Négliger l'entretien de la transmission : La poussière et la boue des chemins détruisent la chaîne et la cassette. Emportez un petit flacon de lubrifiant adapté et nettoyez votre chaîne chaque matin avec un simple chiffon.
Suivre aveuglément son GPS : Les traces GPX peuvent parfois vous envoyer dans des propriétés privées, des lits de rivières asséchées ou des sentiers de VTT impraticables. Gardez toujours une application de secours sur votre téléphone pour recalculer un itinéraire de délestage en cas de blocage.

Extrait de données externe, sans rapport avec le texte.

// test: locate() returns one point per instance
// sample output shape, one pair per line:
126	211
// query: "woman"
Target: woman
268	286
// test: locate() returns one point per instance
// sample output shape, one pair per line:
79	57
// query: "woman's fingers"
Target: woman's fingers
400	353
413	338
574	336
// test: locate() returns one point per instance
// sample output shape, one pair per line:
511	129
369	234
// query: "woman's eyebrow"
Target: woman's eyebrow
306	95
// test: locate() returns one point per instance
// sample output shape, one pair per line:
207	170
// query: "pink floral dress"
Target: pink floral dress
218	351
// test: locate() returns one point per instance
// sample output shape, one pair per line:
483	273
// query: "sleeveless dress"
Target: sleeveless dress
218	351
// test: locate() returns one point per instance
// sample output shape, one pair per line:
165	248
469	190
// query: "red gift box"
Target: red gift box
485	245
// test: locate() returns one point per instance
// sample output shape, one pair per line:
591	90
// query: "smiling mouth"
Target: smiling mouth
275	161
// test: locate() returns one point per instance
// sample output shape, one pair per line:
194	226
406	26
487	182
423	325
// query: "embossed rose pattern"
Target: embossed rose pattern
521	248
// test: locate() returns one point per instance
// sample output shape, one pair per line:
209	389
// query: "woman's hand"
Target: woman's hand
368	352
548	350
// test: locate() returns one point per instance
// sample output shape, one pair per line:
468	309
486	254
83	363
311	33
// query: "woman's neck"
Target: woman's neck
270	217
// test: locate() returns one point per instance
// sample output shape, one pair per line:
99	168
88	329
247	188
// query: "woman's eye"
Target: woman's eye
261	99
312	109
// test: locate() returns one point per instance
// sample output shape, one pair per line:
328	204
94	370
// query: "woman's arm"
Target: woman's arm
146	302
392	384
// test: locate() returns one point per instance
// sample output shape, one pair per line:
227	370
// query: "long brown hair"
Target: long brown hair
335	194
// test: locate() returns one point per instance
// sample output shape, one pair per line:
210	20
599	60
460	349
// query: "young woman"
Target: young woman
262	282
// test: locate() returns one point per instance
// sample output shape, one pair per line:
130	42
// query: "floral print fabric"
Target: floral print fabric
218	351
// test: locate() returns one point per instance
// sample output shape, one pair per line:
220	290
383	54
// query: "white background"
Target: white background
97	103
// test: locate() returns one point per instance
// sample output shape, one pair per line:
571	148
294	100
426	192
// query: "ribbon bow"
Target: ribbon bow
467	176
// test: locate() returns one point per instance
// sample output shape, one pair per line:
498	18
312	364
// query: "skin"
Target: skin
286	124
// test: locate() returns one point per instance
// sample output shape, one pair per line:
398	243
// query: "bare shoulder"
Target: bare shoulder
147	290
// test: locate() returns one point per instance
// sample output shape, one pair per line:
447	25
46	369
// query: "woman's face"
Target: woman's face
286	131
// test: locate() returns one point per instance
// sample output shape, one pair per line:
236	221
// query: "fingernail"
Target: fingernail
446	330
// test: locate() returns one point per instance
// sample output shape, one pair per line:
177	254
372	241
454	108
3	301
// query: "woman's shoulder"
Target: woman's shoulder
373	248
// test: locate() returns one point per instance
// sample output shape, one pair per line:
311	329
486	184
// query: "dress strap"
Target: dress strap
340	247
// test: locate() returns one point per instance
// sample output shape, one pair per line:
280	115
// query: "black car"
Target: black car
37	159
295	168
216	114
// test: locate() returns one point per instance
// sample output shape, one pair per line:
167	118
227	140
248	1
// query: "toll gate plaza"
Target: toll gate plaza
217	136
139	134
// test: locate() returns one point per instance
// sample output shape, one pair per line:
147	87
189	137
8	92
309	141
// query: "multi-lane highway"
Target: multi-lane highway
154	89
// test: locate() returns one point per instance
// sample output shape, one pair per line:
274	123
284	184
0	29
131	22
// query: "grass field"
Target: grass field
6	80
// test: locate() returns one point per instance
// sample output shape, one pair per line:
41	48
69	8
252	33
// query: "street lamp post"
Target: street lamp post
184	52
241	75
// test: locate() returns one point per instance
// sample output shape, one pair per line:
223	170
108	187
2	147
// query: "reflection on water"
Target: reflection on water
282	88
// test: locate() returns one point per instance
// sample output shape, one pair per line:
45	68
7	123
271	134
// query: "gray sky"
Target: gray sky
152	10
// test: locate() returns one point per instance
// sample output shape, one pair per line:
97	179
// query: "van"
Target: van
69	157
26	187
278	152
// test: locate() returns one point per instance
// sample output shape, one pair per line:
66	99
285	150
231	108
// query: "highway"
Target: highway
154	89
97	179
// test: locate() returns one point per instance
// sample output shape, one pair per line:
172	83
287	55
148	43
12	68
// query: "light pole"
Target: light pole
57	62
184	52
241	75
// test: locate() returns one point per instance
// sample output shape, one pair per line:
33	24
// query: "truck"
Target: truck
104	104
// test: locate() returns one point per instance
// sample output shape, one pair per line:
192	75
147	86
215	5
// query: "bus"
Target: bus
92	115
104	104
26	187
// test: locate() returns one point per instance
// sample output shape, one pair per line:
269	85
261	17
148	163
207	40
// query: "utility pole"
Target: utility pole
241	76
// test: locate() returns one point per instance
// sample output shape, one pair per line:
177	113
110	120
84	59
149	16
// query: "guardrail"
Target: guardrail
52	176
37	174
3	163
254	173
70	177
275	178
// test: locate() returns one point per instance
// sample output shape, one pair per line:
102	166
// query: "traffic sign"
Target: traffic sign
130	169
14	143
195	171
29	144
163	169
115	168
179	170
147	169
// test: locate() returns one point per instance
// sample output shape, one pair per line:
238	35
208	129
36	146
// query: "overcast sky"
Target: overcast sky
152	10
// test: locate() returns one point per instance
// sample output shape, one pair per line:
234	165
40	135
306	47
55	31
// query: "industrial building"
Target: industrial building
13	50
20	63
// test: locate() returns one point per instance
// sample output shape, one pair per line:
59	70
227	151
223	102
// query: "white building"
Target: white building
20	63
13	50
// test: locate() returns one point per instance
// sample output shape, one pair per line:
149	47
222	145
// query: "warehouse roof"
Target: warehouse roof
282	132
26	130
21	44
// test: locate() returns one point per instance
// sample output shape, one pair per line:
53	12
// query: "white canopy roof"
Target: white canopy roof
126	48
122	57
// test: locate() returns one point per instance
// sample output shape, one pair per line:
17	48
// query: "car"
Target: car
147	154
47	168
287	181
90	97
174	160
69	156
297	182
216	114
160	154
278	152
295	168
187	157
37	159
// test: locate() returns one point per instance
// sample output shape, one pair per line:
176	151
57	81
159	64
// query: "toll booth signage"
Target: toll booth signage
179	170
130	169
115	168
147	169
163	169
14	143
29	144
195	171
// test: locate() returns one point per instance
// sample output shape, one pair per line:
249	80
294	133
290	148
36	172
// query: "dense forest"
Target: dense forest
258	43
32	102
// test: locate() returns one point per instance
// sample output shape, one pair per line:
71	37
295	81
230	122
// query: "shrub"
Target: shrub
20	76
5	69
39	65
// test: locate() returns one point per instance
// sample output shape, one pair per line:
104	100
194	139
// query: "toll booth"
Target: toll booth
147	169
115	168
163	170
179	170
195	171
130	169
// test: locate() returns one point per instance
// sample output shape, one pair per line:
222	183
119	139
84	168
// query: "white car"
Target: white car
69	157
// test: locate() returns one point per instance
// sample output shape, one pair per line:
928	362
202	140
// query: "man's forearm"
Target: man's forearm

Surévaluer sa vitesse moyenne : Sur route, vous roulez peut-être à 25 km/h. En gravel chargé, avec le dénivelé et la technicité des pistes, votre vitesse moyenne globale peut facilement chuter à 14 ou 15 km/h. Calculez vos temps de parcours en intégrant cette marge de sécurité.
Le gravel en unsupported est bien plus qu'une simple discipline cycliste. C'est un retour aux sources de l'aventure, une déconnexion salutaire qui remet les compteurs à zéro. En acceptant de porter tout ce dont vous avez besoin pour avancer et subsister, vous redécouvrez une forme de liberté brute que notre quotidien hyper-connecté a tendance à étouffer.
Qu'il s'agisse d'un week-end prolongé à deux pas de chez vous ou d'une traversée de massif montagneux au long cours, l'autonomie transformera à jamais votre vision du vélo. Alors, préparez votre trace, bouclez vos sacoches, et allez voir ce qui se cache après la prochaine ligne d'horizon.
Essayez de ne pas dépasser 15 à 18 kg tout compris, incluant le poids du vélo et de vos bagages (hors eau et nourriture). Au-delà de 20 kg, le vélo devient difficile à manier dans les portions techniques et particulièrement lourd lors des phases de portage obligatoires.
Oui, le montage Tubeless (sans chambre à air, avec du liquide préventif) est indispensable. Il auto-répare les petites crevaisons dues aux épines ou aux silex et évite les pincements lorsque vous roulez à basse pression. Emportez tout de même des mèches de réparation et une chambre à air de secours pour les cas de déchirures majeures du pneu.
Absolument. Vous n'avez pas besoin d'un cadre en carbone haut de gamme ou de bagageries haut de gamme pour débuter. Un vélo en aluminium fiable, des sacoches à sangles bien ajustées et un système de couchage léger suffisent amplement pour vos premières sorties estivales. L'important reste la révision et la fiabilité mécanique de votre monture.